CHAPTER IX
Henceforward the task of the bibliographer is lighter; for, though Cervantes, Lope, and later writers are the subjects of an enormous mass of literature, and are reprinted in editions out of number, it will only be necessary to name the most important. The twelve quartos which form the Obras Completas (1863-64) of Cervantes are open to much damaging criticism; but they contain all his writings, except the conjectural pieces gathered together by D. Adolfo de Castro in his Varias obras inéditas de Cervantes (1874). For a most exhaustive bibliography of Cervantes' writings (Barcelona, 1895) we are indebted to the late D. Leopoldo Rius y Llosellas: a posthumous volume is to follow, but even in its present incomplete state Rius' book is worth more than all previous attempts put together. Editions of Don Quixote abound, and of these Diego Clemencín's (1833-39) deserves special mention for its very learned commentary. A new edition, in course of issue by Mr. David Nutt (1898), presents a text freed from arbitrary emendations which have crept in without authority. Fernández de Navarrete's biography (1819) is still unequalled. Shelton's early English version (1612-20) has been reprinted by Mr. Henley in his series of Tudor Translations (1896). Of later renderings John Ormsby's (1885) is much the best, and is prefaced by a very judicious account of Cervantes and his work. Duffield (1881) and Mr. H. E. Watts (1894) have translated Don Quixote in a spirit of enthusiasm. The Numancia (1885) and Viaje del Parnaso (1883) were both admirably rendered by the late James Young Gibson. Sr. Menéndez y Pelayo's paper on Avellaneda appeared in Los Lunes de El Imparcial (February 15, 1897).
The Obras of Lope, now printing under the editorship of D. Marcelino Menéndez y Pelayo, will be definitive; but as yet only eight quartos (including Barrera's Nueva Biografía) are available. Lope's Obras sueltas (1776-79) fill twenty-one volumes; but the best reference for readers is to Rivadeneyra, vols. xxiv., xxxv., xxxvii., xli., and xlii., where Lope is incompletely but sufficiently exhibited. M. Arturo Farinelli's Grillparzer und Lope de Vega (Berlin, 1894) is most excellent. Edmund Dorer's Die Lope-de-Vega Litteratur in Deutschland (1877) is a praiseworthy compilation. Ormsby's article in the Quarterly Review (October 1894) is, as might be expected from him, most exact and learned. I am especially indebted to it.

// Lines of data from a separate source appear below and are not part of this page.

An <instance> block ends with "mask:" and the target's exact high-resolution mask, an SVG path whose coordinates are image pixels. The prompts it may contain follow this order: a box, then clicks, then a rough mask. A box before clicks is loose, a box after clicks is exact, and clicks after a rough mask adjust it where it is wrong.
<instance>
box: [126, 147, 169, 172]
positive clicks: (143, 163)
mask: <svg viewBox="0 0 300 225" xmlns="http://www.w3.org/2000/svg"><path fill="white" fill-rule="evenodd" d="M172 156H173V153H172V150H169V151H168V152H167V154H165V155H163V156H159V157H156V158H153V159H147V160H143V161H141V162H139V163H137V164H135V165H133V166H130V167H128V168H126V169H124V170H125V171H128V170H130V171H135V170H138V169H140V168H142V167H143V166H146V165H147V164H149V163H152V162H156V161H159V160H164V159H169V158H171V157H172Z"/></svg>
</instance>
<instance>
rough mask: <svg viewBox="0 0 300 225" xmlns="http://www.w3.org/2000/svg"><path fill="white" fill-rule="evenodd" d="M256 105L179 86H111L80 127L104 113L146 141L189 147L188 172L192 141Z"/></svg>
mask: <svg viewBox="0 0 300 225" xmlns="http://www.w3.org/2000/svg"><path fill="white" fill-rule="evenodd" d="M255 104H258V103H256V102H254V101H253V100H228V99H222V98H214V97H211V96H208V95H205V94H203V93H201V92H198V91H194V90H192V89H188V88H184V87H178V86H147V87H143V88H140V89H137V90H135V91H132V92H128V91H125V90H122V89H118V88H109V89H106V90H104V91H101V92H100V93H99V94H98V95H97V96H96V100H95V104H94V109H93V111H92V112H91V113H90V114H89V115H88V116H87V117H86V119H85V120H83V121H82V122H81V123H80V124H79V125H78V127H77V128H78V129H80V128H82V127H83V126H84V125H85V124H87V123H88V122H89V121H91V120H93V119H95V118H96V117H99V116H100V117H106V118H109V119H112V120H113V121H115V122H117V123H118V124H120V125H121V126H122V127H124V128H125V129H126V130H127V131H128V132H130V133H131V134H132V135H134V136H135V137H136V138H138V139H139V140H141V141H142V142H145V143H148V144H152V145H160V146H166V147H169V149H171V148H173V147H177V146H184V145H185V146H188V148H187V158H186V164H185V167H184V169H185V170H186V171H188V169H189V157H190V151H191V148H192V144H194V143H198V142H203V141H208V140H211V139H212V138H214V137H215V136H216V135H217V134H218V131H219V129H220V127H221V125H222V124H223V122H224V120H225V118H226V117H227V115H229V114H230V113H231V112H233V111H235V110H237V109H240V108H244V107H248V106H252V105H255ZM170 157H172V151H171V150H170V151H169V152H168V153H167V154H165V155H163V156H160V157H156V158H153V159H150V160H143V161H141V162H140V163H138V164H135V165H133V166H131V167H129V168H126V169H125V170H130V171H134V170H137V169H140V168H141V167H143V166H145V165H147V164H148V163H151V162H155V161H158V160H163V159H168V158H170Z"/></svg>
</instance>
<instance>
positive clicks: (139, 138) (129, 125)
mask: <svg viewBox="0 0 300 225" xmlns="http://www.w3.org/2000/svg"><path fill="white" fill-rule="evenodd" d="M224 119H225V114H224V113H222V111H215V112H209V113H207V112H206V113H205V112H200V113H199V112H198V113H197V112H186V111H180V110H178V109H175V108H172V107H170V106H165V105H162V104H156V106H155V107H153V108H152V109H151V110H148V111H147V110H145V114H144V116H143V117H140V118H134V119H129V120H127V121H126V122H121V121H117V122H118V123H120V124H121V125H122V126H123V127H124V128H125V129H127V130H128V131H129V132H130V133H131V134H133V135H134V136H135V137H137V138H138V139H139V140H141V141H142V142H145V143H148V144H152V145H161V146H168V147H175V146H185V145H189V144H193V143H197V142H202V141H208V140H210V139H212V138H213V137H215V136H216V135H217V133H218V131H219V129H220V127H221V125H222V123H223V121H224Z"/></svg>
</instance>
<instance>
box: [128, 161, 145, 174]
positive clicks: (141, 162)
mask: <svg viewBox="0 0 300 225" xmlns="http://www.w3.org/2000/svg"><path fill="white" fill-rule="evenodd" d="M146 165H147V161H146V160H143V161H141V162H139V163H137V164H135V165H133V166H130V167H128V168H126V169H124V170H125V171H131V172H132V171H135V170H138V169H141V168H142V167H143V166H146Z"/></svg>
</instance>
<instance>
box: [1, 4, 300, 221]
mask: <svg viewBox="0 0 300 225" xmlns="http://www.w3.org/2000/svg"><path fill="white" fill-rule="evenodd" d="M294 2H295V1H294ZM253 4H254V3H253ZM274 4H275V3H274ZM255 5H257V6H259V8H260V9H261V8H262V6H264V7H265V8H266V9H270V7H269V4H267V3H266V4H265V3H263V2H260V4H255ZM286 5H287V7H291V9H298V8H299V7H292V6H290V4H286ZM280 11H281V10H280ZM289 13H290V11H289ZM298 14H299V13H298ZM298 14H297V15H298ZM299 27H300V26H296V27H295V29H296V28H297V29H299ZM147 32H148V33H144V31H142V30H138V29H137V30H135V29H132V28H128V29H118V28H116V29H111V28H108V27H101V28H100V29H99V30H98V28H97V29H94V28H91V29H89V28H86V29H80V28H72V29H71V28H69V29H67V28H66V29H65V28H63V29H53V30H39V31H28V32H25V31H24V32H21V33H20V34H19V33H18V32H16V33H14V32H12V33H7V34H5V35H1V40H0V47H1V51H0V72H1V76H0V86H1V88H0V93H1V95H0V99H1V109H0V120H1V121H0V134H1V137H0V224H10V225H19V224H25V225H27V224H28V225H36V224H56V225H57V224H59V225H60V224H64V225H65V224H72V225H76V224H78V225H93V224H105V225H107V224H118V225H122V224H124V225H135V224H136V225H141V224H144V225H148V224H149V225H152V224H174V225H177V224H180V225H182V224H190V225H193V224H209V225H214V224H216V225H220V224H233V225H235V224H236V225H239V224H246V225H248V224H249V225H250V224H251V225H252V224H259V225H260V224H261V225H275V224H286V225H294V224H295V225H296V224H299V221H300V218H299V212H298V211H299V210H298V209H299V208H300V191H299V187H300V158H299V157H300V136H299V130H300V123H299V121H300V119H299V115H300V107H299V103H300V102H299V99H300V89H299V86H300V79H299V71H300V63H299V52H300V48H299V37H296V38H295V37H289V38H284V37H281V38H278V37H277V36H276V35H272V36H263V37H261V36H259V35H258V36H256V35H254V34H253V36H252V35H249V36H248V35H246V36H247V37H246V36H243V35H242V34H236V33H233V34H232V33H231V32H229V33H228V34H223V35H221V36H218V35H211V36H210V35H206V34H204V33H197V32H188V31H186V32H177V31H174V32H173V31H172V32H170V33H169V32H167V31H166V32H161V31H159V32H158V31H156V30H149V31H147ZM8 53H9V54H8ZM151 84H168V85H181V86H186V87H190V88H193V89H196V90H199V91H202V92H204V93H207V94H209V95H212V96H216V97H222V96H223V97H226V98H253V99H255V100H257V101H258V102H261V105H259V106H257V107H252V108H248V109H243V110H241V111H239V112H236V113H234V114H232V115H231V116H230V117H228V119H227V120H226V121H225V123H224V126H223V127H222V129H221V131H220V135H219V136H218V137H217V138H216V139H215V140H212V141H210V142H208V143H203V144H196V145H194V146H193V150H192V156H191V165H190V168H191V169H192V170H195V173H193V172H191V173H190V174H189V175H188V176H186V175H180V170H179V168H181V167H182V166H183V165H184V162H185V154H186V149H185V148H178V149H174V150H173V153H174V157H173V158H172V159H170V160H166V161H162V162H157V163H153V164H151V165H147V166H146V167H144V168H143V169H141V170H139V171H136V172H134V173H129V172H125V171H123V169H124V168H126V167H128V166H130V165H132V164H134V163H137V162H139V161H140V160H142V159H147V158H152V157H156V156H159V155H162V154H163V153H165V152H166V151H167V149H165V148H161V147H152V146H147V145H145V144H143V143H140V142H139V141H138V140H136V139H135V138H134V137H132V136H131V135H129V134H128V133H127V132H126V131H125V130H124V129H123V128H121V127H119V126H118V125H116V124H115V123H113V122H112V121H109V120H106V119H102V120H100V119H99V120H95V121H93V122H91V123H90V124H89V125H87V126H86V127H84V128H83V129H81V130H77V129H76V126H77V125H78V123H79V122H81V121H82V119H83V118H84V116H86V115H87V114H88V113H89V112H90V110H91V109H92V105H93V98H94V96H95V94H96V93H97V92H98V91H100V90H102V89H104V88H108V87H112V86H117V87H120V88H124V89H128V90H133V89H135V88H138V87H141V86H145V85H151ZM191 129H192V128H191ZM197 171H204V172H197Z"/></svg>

As to the picaresque novels, Guzmán is in Rivadeneyra, vol. iii.; the Pícara Justina in vol. xxxiii., and Marcos de Obregón in vol. xviii. A thoughtful and appreciative study on Mateo Alemán has been privately printed at Seville (1892) by D. Joaquín Hazañas y la Rua. Antonio Pérez and Ginés Pérez de Hita are to be read in Rivadeneyra, vols. xiii. and iii.: Mariana fills vols. xxx. and xxxi., but the two noble folios of 1780 are in every way preferable.